Creating a provocative sensation upon its publication in 1993 with a film adaptation that became a cult classic just six years later, The Virgin Suicides remains a persistent contemporary classic; a novel at once remarkably elusive, open to perpetual interpretation, and yet with an intensely personal resonance for many readers. It was the debut novel of author Jeffrey Eugenides (winning awards even before its publication), and in many ways it lays the groundwork for the mastery and peculiarity of a seminal artist. The story, of course, is that of the Lisbon sisters – Therese, Mary, Bonnie, Lux, and Cecilia, who range in ages from 17 to 13, respectively – and the year in which they ended their young lives. In a uniquely stylized first-person-plural narrative the unidentified boys across the street, telling the story twenty years later, explore every waking moment of their obsession with the otherworldly Lisbon sisters: beginning with young Cecilia’s first suicide attempt and subsequent completion, and carrying on fixatedly through until the sisters’ tragic dénouement. In between lies an electric, compelling portrait of a doomed search for liberation in the clutch of youthful desperation; of parental extremes warring with teenage angst; and of the grimy secrets hiding in the shadows of 1970s suburbia.
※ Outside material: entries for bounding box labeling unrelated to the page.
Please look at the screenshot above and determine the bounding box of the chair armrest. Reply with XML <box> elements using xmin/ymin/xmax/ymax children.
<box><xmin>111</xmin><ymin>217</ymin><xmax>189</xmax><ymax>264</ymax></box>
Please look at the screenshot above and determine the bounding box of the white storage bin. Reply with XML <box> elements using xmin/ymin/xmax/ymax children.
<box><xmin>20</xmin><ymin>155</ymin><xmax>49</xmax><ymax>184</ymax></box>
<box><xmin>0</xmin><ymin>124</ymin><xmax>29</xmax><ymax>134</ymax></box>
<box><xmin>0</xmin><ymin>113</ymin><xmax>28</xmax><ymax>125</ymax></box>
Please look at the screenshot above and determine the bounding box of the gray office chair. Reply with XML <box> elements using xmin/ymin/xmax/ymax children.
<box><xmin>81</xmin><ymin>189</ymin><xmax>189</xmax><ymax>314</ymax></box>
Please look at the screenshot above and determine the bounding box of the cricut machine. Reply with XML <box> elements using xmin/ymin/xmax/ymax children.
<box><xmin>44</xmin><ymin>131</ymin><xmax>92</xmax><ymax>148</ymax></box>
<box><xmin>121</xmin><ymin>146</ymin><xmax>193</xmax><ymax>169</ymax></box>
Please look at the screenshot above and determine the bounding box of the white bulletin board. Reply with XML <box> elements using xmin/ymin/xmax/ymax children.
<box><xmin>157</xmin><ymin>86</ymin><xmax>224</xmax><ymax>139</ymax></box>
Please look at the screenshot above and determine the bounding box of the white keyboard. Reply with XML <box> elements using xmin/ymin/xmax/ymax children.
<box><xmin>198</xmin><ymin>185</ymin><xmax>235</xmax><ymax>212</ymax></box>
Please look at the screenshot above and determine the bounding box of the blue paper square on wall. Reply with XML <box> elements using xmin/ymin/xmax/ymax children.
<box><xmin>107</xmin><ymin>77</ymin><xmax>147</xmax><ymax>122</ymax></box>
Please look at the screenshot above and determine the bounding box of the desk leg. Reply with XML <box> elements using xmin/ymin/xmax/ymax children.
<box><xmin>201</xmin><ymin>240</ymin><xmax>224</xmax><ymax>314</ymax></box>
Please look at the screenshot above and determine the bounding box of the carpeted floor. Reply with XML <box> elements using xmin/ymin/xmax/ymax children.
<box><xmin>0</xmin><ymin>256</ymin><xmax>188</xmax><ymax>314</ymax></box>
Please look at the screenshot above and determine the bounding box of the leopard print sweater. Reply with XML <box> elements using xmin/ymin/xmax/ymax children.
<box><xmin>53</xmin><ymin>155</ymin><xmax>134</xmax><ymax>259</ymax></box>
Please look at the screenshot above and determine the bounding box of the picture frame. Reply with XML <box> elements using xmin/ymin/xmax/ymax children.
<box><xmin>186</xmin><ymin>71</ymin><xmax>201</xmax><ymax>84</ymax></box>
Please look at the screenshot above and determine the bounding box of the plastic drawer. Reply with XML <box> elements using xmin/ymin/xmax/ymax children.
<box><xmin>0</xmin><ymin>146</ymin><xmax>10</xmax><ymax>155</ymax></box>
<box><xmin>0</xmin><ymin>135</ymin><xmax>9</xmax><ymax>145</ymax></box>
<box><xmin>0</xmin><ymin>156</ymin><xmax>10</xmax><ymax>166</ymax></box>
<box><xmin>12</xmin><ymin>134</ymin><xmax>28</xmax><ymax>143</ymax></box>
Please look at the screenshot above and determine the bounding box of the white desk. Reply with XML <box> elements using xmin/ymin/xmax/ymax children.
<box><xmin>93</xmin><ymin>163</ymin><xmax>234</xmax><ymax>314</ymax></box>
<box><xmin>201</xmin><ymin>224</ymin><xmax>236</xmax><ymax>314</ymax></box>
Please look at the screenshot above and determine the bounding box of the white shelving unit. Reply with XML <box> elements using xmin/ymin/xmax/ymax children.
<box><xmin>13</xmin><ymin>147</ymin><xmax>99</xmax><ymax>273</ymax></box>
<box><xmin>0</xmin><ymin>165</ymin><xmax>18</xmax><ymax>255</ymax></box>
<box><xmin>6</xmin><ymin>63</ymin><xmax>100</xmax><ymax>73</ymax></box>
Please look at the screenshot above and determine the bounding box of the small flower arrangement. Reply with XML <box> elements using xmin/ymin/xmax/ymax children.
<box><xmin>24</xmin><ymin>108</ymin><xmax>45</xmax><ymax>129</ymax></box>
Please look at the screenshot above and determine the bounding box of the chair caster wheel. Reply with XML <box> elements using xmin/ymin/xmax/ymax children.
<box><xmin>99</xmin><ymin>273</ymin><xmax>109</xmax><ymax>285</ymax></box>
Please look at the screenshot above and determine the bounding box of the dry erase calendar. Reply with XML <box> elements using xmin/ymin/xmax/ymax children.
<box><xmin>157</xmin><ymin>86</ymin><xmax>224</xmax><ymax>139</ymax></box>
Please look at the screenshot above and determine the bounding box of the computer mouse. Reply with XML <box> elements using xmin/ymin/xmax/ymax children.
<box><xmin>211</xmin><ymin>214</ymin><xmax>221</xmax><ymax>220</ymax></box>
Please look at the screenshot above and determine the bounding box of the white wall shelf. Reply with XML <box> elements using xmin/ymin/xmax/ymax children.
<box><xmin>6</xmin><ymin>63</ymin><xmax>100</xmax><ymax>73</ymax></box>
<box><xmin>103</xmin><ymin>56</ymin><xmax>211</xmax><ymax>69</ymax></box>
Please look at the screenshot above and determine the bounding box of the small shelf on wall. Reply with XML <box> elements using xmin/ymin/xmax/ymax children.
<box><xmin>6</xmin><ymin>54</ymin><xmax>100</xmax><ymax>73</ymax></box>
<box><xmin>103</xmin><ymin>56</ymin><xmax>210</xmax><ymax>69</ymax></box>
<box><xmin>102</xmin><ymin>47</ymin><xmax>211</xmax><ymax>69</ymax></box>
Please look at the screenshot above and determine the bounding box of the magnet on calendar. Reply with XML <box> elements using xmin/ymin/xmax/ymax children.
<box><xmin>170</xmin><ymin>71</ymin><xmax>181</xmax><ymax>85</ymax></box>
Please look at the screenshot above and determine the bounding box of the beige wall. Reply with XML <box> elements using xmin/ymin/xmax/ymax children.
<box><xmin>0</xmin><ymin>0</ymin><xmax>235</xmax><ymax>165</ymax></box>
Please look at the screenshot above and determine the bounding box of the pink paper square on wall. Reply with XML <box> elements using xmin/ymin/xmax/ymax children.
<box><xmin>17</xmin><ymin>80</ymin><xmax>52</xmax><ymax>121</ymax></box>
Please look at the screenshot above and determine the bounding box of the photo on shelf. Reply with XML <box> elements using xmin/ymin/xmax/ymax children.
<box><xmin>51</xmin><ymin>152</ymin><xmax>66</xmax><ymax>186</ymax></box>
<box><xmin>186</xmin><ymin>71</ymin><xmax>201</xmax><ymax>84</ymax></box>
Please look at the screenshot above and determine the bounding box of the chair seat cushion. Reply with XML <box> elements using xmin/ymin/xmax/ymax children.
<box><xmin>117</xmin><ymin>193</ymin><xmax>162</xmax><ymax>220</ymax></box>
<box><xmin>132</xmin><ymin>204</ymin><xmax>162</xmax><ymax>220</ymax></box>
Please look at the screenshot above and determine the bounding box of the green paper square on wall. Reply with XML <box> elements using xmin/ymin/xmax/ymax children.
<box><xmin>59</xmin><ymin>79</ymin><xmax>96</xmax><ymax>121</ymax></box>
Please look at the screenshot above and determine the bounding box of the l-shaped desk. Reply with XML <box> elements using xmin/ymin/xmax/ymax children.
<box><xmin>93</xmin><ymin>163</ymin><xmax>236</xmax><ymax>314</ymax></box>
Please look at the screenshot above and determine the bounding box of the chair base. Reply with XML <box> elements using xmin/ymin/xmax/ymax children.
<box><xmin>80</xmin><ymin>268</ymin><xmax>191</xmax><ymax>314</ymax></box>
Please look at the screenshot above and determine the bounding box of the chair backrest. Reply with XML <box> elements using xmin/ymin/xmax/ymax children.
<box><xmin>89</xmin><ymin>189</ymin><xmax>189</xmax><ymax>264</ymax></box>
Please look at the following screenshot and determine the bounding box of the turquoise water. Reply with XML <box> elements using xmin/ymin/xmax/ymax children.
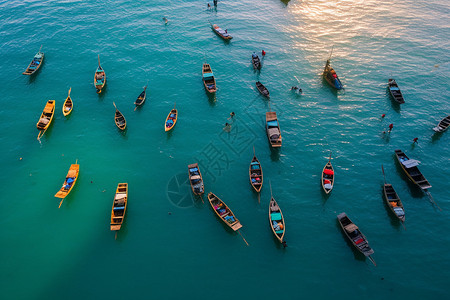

The Virgin Suicides reads like few other books, with Eugenides, then a novelist-newcomer, standing on no ceremony for the ethical or moral niceties that might stand in the way of this intrepid story. He allows the collective narrative to divulge and disturb as it will, weaving into its most grotesque and honest territories without apology. Eugenides explores these territories with perverse curiosity, as do his boy-men telling the story, poking at the short lives of the Lisbon sisters with brazen and indelible devotion. Though dialogue is often scarce, the Lisbon girls come to life, hazily and irresistibly, under the narrators’ ministrations: shimmering reflections of clever, romantic visionaries on the cusp of an unreachable womanhood, girls labeled as “troubled” or “crazy”, but only troubled by the manipulations of society and only crazed by the boundaries in their paths. Throughout the narrative they stay under the surface of the murky glass that encompasses the distance between them and the rest of the world: the narrators, as well as the readers, are never allowed within the sphere of any one Lisbon sister, never granted entrance into the realm of her thoughts and dreams – and, most aggravatingly, never allowed to understand her reasons. What results is the faded picture of five tragic figures set against the more vividly realized surroundings of suburban Michigan in the 1970s; in a way, the haziness of the Lisbon sisters, combined with the anonymity of the unnamed and unnumbered boys across the street, draws an inverted focus. There’s a kind of strangeness to this style that wonderfully echoes the bizarre, thought-provoking, and at times profane story at the heart of the book.
Distracting only slightly from the compelling singularity of the novel and the enchantress-like mystique of the otherwise ordinary Lisbon sisters is Eugenides’s magnetic prose, which soars throughout the narrative with delightful flair and a dry, darkly humorous edge. His ability to weave through the intricacies of language and emerge with art is just beautiful; his writing is rough-hewn and elegant all at once. With inimitable style and boldness, The Virgin Suicides is fascinating and disturbing, drawing an arresting line between the constraints of sexual repression and the inevitability of mortality.
The Virgin Suicides
was my June pick for the
; I've been meaning to read it since before I can remember, and it was certainly worth the wait. There's something so incredible about this novel to me; I can't really put my finger on it, but hopefully I gave voice to it in some degree above. This is one of the rare occasions when I saw the film adaptation before seeing the book, but it didn't hinder my experience at all. (Actually, everything just seems to look a little more ethereal overlaid with Sofia Coppola's wonderful imagery, doesn't it?)